Under the Constitution, churches and other religious organizations have total freedom to preach that contraception is sinful (Don’t we wish that the Church had actually done this over the past 40+ years?) and rail against Mr. Obama for making it more readily available (A false straw man; the Church has not said anything against Mr. Obama, or Obamacare, for making contraception more readily available.) But the First Amendment is not a license for religious entities to impose their dogma on society through the law (Tell us something else we don’t know!  And then tell us, NYT, where the Church has done this.) The vast majority of Americans do not agree with the Roman Catholic Church’s anti-contraception stance, including most American Catholic women (Do you stand for this “logic” from your teenagers?  Everybody is doing it, so it is OK.  Again, some elementary journalistic skills would unveil the fact that the Church is not a democracy, where the faithful vote on teachings and doctrine.  Agree with the doctrine or not, the journalist should at least understand the difference between doctrine and current lifestyles.)

The First Amendment also does not exempt religious entities or individuals claiming a sincere religious objection from neutral laws of general applicability, a category the new contraception rule plainly fits (If Obamacare fits “general applicability,” then why are there so many waivers and exceptions to its requirements?) In 1990, Justice Scalia reminded us that making “the professed doctrines of religious belief superior to the law of the land” would mean allowing “every citizen to become a law unto himself.” (And Congress gave us the Religious Freedom and Restoration Act to clear this up).
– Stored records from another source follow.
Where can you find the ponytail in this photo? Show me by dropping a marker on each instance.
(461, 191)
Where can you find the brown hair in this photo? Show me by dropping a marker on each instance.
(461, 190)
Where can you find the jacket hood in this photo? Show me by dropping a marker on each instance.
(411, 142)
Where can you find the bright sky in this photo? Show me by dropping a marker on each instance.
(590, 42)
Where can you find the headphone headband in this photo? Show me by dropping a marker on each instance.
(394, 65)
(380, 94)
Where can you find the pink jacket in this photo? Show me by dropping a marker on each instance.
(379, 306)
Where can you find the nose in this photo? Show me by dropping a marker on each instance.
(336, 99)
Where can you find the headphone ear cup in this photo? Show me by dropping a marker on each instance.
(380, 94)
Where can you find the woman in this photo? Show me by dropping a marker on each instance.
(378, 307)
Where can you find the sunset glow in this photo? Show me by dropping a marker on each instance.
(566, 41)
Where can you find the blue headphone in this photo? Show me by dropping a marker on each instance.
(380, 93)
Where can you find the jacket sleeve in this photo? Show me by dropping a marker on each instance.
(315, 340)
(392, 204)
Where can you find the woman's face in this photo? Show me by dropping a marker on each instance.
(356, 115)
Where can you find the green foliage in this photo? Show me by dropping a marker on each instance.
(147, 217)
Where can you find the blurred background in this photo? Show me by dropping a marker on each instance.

In 1993, Congress required government actions that “substantially burden a person’s exercise of religion” to advance a compelling interest by the least restrictive means. The new contraceptive policy does that by promoting women’s health and autonomy (Huh? The new contraceptive policy advances a compelling interest?  This is quite a leap–that providing contraception free for everybody advances a compelling interest.  What compelling interest?  Or, does the author of this rather twisted sentence intend to say that the HHS mandate is the “least restrictive means?” Again, huh?  Requiring employers to provide something to which they object for reasons of faith is “the least restrictive means?” )

And there was no violation of religious exercise to begin with. After religious groups protested, the administration put the burden on insurance companies (what gives the President the authority to direct insurance companies to spend their own money on this?  Oh, right, the insurance companies won’t actually pay from their assets.  They will pass the costs on to the insured–employers–who will then be in the same situation as now.  Paying for a “service” which they find morally reprehensible) to provide free contraceptive coverage to women who work for religiously affiliated employers like hospitals or universities — with no employer involvement (What about self-insured employers, for example, many dioceses, universities, and hospitals?  What about Catholic insurance companies? What about a small businessman with a conscience?)

This is a clear partisan play (Of course, the subtext is that the Catholic Church is anti-Obama, and trying to sabotage his reelection.) The real threat to religious liberty comes from the effort to impose one church’s doctrine on everyone (And where in the lawsuits–the subject of the editorial–is the Catholic Church imposing doctrine on everyone?  A real journalist who did just a tiny bit of research would find that the Catholic Church has a hard time imposing its doctrine on its own faithful.)